He’s more interested in something no American has accomplished on Olympic ice since 1980 — winning a gold medal.
Kessel scored two of his three goals within the opening five minutes to lead the U.S. to a 5-1 win against Slovenia on Sunday. The U.S. is undefeated through three games and if it can win three more, the nation will celebrate its first Olympic championship in hockey since the “Miracle on Ice” at the Lake Placid Games.
“It’s about the wins, right?” Kessel asked, rhetorically. “We just want to win games.”
No members of Team USA were alive when the U.S. beat the Soviet Union in 1980 in one of the biggest upsets in sports history. But if they end up with gold around their neck on Sunday, this title won’t be regarded as a miracle.
Kessel and his teammates earned an automatic spot in the quarterfinals of the 12-team tournament by routing Slovenia and Slovakia, and outlasting Russia in a shootout, to finish atop their group. They’ve scored 15 and allowed only four goals so far.
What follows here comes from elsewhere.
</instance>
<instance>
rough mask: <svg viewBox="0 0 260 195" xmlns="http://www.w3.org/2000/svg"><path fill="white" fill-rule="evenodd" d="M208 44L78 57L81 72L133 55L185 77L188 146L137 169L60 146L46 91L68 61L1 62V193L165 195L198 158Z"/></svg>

The U.S. won’t play again until Wednesday, when it will face the winner of the Czech Republic’s qualification-round game against Slovakia for a spot in the semifinals and the chance to play for medals.
Kessel scored 1:04 after the puck dropped, removing any thought the Americans would have a hangover after their much hyped victory against the host Russians on Saturday.
“I was certainly concerned after the emotional game,” said coach Dan Bylsma. “We were fortunate that we got right out of the gate with a couple great plays.”
Kessel’s third goal midway through the second period made him the first U.S. player to score a hat trick at the Olympics since John LeClair did it on Feb. 15, 2002, against Finland.
“I was saying right before the game, I hope somebody does something pretty cool, so that some of the focus gets off of me and onto someone else,” said T.J. Oshie, who scored on four of six attempts in an eight-round shootout against Russia. “He didn’t need six shots in the shootout to do it. He did it in regular time.”
Slovenia’s Marcel Rodman scored with 17.6 seconds left in the game, denying U.S. goalie Ryan Miller a shutout. Miller made 17 saves in his Sochi debut.
“Yeah, I definitely had some nerves,” Miller said. “It was an important game to ensure that we’re at the top of our pool.”
With plenty of support at the other end of the rink, the 2010 silver medal winner didn’t need to worry.
“They were stronger on the puck,” Slovenia coach Matjaz Kopitar said. “They’re strong. They’re fast.”